Children’s Personality Types: Could Be Hard To Deal With

Back in 2013, one of Buzzfeed’s articles entitled “26 Reasons Kids Are Pretty Much Just Tiny Drunk Adults” went viral. It was posted shortly after a tweet capturing the same thought also went viral. When you think about it, there is some truth to it. After that, you realize that, much like adults, children also have different personality types and that there is no one size fits all when you have to deal with them. Parents, of course, have it easy because they gave their kids primary child care, but what about strangers?

Thankfully, daycares in Taylorsville are experienced and equipped to interact and care for your child. If you are someone who’s looking to further your relationship-building skills with children, then this article is perfect for you!

1. Determine the temperament

This may be your own kid’s (if you don’t know yet), your niece or nephew, or even the child assigned to you in daycare. Now, there are five things to look out for when identifying the child’s disposition. These are emotional levels, how active he or she is, how easily frustrated they are, response to strangers, and lastly, response to change. Knowing all of these can help you customize your approach accordingly to the child’s individualistic personality.

Generally, researchers suggest that there are usually three temperament types: easy or flexible; active or feisty; slow to warm up or cautious. The categories mean precisely how they are labeled.

2. Remember that you are the adult

You are human, so you might be bound to slip up here or there. What’s important to remind yourself is that you have reached the level of maturity wherein you are more capable of understanding others as well as keeping your emotions in check. It is not uncommon that your personality type is not a match for the child’s temperament. Learn to adjust because the solutions come with your understanding of the child. A compromise can be reached if you stay patient.

One more thing to keep in mind is that you should learn not to channel your needs to the child.
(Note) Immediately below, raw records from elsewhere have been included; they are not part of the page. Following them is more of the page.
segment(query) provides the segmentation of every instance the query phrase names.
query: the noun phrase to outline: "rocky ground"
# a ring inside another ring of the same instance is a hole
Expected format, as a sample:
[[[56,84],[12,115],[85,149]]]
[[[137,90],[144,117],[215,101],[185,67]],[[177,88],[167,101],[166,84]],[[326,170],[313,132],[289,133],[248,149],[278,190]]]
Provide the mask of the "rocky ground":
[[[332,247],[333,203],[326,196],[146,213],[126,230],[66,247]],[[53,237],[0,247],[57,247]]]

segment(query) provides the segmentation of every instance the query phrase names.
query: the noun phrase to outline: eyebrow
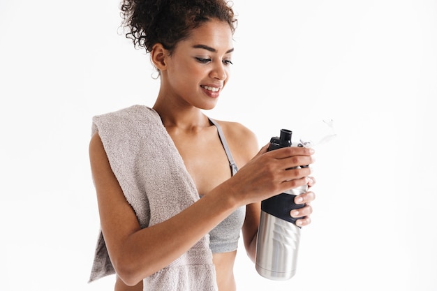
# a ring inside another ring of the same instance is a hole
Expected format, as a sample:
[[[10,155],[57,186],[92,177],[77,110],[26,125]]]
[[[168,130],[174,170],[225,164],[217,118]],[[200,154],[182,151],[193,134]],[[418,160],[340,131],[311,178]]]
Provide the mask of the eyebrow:
[[[212,52],[217,52],[217,50],[216,50],[215,48],[211,47],[205,45],[193,45],[193,47],[206,50]],[[226,52],[226,54],[229,54],[230,52],[232,52],[233,51],[234,51],[234,48],[232,47],[230,50],[228,50]]]

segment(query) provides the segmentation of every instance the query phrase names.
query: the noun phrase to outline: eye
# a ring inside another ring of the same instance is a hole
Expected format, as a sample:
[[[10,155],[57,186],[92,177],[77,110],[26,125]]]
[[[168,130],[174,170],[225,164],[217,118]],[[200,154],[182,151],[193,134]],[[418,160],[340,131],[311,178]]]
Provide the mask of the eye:
[[[204,58],[196,57],[195,59],[197,59],[198,62],[202,63],[202,64],[207,64],[211,61],[211,59],[204,59]]]

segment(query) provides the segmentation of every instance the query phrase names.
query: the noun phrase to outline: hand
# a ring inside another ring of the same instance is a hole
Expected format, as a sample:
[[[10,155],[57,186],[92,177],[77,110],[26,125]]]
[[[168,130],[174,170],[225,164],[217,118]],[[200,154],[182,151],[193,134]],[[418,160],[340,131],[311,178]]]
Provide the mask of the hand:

Let’s say, for example, you are someone who is extremely extroverted and therefore, craves social interaction. On the other hand, your child is shy and takes a while to warm up. So when you always push the child to socialize thinking that it will be good for him, you are enforcing your own needs on him or her and ultimately, doing more harm than you are right.

3. Side with your child

childred with parents

Stop enforcing what society dictates as appropriate behavior for a child. Well-behaved, prim, and proper children tend to be the model, but this can only hurt your child if he or she is naturally a ball of energy. Make sure that they know that you understand where they are coming from and try to make other people see that too.

4. Be patient

Growing up is a continuous process. It still takes place even in adulthood so you can only imagine how significant the impact is to children. Kids grow every day. They can change from one thing to the next in a split second or within a year. The point is, when they change, you’re back to square one – but that doesn’t mean that you give up on them. Be patient.

Even with this method, child care is not a one size fits all. With daycares having a natural knack for this sort of things, you can rest easy knowing your children are in good hands.